On a vu pire que "Little Miss Sunshine" dans le genre « morales lénifiantes » – les grands classiques : « Assumez-vous comme vous êtes », « C'est dans les difficultés que la famille et l'amour prennent tout leur sens », « L'important est de participer », réunis dans un mélange qui n'est ni subtil ni cohérent. On a aussi vu pire dans les galeries de personnages caricaturaux – un universitaire spécialiste de Proust, donc forcément homosexuel, donc forcément dépressif et suicidaire ; un adolescent forcément renfermé sur lui-même, et pour cause ; une mère de famille grâce à qui toute la famille tient ; un père qui joue les « gagnants » mais s'avère être un raté. (Peut-être l'intention des réalisateurs était-elle de pousser les clichés jusqu'au bout, dans un but parodique. Si c'est le cas, c'est raté ; si ce n'est pas le cas, ça ne pouvait qu'être raté.) On a vu pire aussi dans les gags prévisibles – l'oncle rencontre son ancien amant juste au moment où il achète des magazines très hétérosexuels ? La prestation finale d'Olive est d'un mauvais goût achevé ? La voiture tombe trois fois en panne ? Étonnant ! On a vu pire enfin dans les invraisemblances – des pannes de voiture mystérieusement résolues, un cadavre qui passe inaperçu, un adolescent qui lit Nietzsche mais ignore qu'il est daltonien... Sans compter le "happy end" difficilement admissible... Mais si on a vu pire que "Little Miss Sunshine", c'était dans des comédies qui avaient la décence de ne pas « cibler » en premier lieu les adultes, et de ne pas se réclamer du cinéma indépendant : "Maman j'ai raté l'avion" (Chris Colombus, 1990), "Chérie j'ai rétréci les gosses" (Joe Johnston, 1989), ce genre de choses.
Je n'arrive pas à comprendre ce qu'il y a d'« indépendant » dans le film de J. Dayton et V. Faris. (Je ne reproche pas au film de ne pas être « indépendant » : il y a des bons « films à succès ». Je lui reproche de jouer sur ce terrain, qui n'est pas le sien.) Évidemment on est loin du "blockbuster" classique, mais quand on me parle de cinéma indépendant, je m'attends des films qui véhiculent une vision du monde (celle du cinéaste, qu'elle soit partagée ou non par son public), à des films qui font la part belle aux interprétations des spectateurs (ce que Umberto Eco appelle « œuvres ouvertes »), à des films dans lesquels on trouve des prises de risques, ou tout au moins un minimum d'audace (éventuellement au niveau du sujet, mais surtout en ce qui concerne la forme et le langage cinématographiques). Rien de cela ici.

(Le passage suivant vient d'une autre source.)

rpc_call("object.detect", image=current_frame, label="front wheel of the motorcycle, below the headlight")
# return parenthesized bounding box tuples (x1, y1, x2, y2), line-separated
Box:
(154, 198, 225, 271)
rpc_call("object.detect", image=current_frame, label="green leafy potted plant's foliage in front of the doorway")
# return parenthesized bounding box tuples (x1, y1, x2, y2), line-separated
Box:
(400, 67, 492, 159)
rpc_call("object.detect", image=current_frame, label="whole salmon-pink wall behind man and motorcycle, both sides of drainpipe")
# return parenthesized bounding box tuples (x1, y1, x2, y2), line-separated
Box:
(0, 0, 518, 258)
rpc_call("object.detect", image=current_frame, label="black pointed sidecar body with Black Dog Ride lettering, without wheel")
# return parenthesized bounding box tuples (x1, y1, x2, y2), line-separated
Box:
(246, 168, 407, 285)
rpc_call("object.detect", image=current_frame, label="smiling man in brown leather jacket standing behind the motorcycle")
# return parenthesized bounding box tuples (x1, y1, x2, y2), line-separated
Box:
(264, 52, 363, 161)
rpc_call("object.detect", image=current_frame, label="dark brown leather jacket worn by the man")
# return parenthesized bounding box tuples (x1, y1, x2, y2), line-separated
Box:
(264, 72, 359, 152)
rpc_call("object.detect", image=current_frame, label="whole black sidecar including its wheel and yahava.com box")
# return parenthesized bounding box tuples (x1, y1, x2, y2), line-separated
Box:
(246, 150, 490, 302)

Il ne suffit pas, pour faire une « comédie indépendante », de mettre en scène une famille moderne dont les parents ne sont pas si unis et dans laquelle l'adolescent de la maison se sent mal à l'aise. Il ne suffit pas non plus, pour sortir des sentiers battus, de produire une satire du milieu des « mini-miss » (et de leurs parents), satire au demeurant plutôt réussie, mais relativement convenue et guère radicale : une fois que l'on a montré le caractère artificiel et superficiel de ces compétitions qui tournent souvent au concours de chiens savants, qu'a-t-on montré ? Il faut essayer de soigner la réalisation, et de ce point de vue," Little Miss Sunshine", en dehors d'un jeu sur les couleurs intéressants, ne propose guère plus qu'une fiction télé du soir.
Les quelques bonnes idées ne sont pas assez fortement exploitées, et ne suffisent pas à faire un bon film. Il y en a pourtant. En dehors de la satire mentionnée ci-dessus, quelques scènes à garder : l'évacuation du grand-père hors de l'hôpital, la sortie de Wayne en dehors du van – c'est quand le film joue avec les thèmes de la mort ou de la solitude qu'il devient intéressant. De même, les relations entre les personnages (en particulier entre grand-père et petite-fille, et entre oncle et neveu) pouvaient fournir un bon tremplin, jamais vraiment exploité – que ce soit sur un mode comique ou non. Soigner ces scènes, approfondir ces relations, cela aurait pris du temps ; or les réalisateurs donnent l'impression d'avoir privilégié la rapidité du rythme au détriment de la profondeur : tout est filmé sans temps mort, ce qui a le défaut de tout mettre sur le même plan, l'important et le dispensable, le bon – rare - et le mauvais – trop fréquent.